Congress should protect personalized ads for business
How did your country report this? Share your view in the comments.
Diverging Reports Breakdown
Congress should protect personalized ads for business
Carla Sophia Layton is founder of Hello Socialite in Charlotte, North Carolina. Layton: Congress should protect personalized ads for small businesses. She used Meta’s AI to analyze user behavior, fine-tune creative, and deliver ads that speak directly to the needs and desires of niche audiences. These aren’t “nice to have” tools. For many of us, they’re the reason we’m still in business at all, Layton says, and we need legislation that protects and preserves ethical, data-responsible AI for small business growth. She says: Congress: Listen to small business owners. Don’t take away the very tools that help us thrive. The power of AI is worth fighting for.
Congress should protect personalized ads for business
Carla Sophia Layton
In today’s digital economy, attention is currency — and as a small business owner and media buyer, I know firsthand how hard it can be to capture the right audience at the right time with the right message.
That’s why Meta’s AI-driven personalized ad tools have become a cornerstone of how I help my clients grow and compete in a crowded market.

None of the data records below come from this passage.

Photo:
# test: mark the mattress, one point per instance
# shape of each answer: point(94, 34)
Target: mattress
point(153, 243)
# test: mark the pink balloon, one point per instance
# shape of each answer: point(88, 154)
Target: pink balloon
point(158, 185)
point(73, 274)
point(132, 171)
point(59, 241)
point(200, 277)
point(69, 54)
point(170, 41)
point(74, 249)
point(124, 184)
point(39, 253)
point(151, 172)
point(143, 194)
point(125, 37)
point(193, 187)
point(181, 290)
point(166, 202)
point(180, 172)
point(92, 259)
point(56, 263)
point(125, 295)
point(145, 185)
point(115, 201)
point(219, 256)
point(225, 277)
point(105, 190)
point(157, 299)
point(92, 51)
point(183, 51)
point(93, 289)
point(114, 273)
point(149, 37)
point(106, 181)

These tools aren’t just helpful — they’re transformative. They allow small businesses like mine to create tailored ad experiences that resonate deeply with the people who actually want to engage. We’re not just “running ads.” We’re building connections, sparking action, and scaling results that were once out of reach for businesses without enterprise-level budgets.
As a communications agency, I use Meta’s AI to analyze user behavior, fine-tune creative, and deliver ads that speak directly to the needs and desires of niche audiences. This means better performance for every dollar spent — not because we’re spending more, but because we’re spending smarter.
In one campaign, I used Meta’s AI-powered targeting tools to serve personalized ads to segmented customer groups based on their behavior and interests. The result? I generated 51 high-quality leads for just $16.42 — an average of $0.32 per lead. For another client, I unlocked a projected 49% improvement in conversion performance. A modest $1.44 daily budget increase led to a 48% rise in leads boost in online conversions — simply by letting Meta’s tools dynamically match messaging with user intent.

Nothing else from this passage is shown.